In Better Than Government: A New Way of Managing Life’s Risks, Goodman draws on decades of deep thinking to offer a fresh approach to solving major social and economic problems, one that focuses on making all stakeholders in all important policy changes better off.

At its core are three strategies.

Strategy #1: Seek out and implement win/win policy changes.

A typical government program is funded by taxpayers and provides goods, services, or money to a group of beneficiaries. Imagine that you could change a program in ways that reduce costs but not benefits. Everyone would win. Who could possibly object to that? The U.S. political system offers thousands of opportunities to make win/win policy changes.

Strategy #2: Embrace the trial-and-error principle.

Whenever a public policy has two opposing alternatives, such that when we move back and forth between them one kind of cost falls and another rises, there is nearly always some intermediate point where everyone gains. We can’t find that point by armchair theorizing, however. To discover these win-win outcomes, we must be willing to experiment and adapt. That is, we must be willing to experiment as private markets do every day.

Strategy #3: Employ win/win thinking to solve our most difficult public policy problems—those created by social insurance.
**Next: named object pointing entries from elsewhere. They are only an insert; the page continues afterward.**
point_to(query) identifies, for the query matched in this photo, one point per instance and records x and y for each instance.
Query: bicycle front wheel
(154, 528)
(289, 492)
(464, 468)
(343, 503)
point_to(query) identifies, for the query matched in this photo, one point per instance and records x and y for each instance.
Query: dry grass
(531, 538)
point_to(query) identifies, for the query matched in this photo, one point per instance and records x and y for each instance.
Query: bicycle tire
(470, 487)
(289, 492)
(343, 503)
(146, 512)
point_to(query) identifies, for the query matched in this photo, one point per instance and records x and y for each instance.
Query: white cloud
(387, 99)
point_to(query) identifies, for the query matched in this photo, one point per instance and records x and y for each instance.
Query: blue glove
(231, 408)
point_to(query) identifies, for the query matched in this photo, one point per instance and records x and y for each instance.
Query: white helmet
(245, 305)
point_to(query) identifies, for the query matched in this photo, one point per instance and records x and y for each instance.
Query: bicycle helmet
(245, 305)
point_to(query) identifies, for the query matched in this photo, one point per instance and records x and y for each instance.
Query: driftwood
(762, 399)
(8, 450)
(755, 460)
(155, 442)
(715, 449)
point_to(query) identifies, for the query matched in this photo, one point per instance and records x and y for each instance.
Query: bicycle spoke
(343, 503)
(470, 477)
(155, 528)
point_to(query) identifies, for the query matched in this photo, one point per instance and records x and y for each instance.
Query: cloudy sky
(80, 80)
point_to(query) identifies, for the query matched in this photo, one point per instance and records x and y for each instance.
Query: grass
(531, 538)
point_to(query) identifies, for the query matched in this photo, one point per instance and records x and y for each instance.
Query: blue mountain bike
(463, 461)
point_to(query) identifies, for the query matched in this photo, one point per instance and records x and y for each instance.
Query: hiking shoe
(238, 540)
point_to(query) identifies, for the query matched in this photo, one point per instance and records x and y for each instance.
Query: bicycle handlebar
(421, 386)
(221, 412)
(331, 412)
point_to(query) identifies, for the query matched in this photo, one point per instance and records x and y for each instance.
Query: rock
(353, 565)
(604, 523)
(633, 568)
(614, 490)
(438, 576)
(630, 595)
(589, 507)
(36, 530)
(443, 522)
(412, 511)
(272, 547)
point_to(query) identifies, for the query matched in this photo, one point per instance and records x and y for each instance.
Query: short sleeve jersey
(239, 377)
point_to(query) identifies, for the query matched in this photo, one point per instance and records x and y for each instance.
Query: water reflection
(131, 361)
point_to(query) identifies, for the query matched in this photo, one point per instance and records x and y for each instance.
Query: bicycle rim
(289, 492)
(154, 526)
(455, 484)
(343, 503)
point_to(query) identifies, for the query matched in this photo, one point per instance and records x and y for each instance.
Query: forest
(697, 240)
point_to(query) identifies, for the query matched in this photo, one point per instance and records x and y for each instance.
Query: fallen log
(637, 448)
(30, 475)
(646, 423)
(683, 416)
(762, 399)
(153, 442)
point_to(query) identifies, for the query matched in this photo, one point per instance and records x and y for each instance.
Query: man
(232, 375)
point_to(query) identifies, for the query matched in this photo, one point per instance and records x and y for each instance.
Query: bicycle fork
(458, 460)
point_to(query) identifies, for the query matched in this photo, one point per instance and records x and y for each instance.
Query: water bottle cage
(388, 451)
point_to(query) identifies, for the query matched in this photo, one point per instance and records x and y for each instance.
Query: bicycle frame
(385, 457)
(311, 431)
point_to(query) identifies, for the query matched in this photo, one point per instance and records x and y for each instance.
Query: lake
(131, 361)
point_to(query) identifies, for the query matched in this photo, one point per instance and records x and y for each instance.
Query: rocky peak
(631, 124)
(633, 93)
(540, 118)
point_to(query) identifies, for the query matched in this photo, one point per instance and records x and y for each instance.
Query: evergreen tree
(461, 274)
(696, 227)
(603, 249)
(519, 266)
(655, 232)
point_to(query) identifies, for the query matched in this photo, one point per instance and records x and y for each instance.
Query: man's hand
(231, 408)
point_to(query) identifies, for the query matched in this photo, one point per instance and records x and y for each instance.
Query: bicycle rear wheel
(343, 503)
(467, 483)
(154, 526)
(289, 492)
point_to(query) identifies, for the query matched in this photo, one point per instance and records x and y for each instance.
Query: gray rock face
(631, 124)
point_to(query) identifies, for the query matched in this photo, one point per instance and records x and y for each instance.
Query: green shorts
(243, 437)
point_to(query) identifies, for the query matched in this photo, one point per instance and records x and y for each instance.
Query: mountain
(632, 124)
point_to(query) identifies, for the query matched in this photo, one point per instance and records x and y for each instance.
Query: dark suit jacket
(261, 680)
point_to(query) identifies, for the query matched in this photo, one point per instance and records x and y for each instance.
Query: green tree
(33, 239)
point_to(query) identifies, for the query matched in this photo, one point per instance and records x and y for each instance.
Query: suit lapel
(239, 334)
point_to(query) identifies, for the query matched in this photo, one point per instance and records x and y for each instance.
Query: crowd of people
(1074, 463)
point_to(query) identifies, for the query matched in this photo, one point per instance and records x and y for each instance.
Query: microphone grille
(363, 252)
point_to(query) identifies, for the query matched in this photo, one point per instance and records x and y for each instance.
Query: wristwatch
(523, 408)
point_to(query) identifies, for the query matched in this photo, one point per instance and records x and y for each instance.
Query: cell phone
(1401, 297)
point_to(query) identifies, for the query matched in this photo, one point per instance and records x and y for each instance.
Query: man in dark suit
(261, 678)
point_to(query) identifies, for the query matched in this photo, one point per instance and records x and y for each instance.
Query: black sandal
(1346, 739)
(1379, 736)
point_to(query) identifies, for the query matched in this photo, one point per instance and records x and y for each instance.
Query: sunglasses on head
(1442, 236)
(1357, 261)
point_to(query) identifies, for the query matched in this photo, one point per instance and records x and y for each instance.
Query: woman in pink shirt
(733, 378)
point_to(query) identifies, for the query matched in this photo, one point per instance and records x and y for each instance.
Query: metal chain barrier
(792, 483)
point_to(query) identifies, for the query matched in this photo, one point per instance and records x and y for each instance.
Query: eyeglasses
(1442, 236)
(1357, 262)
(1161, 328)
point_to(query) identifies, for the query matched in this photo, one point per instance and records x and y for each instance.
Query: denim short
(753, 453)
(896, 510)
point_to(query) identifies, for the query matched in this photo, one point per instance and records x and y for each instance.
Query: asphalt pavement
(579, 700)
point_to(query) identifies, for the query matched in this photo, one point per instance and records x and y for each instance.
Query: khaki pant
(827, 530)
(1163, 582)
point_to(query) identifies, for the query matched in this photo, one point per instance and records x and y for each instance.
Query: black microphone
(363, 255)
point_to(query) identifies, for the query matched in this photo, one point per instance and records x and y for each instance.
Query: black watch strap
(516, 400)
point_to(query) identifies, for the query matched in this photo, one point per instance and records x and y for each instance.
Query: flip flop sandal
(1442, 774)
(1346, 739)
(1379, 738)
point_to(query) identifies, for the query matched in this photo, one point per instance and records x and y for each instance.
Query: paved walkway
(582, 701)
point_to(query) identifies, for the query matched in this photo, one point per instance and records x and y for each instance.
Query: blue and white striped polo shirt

The expansion of social insurance has been the key driver of our worsening fiscal predicament. If the United States continues on its current course, within a few decades the federal government will need double the amount of tax revenue it collects now. As the government prepares to take more of our income, however, households face greater barriers to earning more income. Fortunately, the use of win/win thinking and policy experimentation offers great hope—perhaps our only hope—for averting a major financial meltdown caused by runaway spending on social insurance.

Goodman’s Better than Government offers a breath of fresh air. Moreover, the widespread recognition of government inefficiencies creates an opening for policymakers across the partisan divide to apply the three powerful strategies for win/win policy changes.

We have much to gain by trying them, but nothing to lose.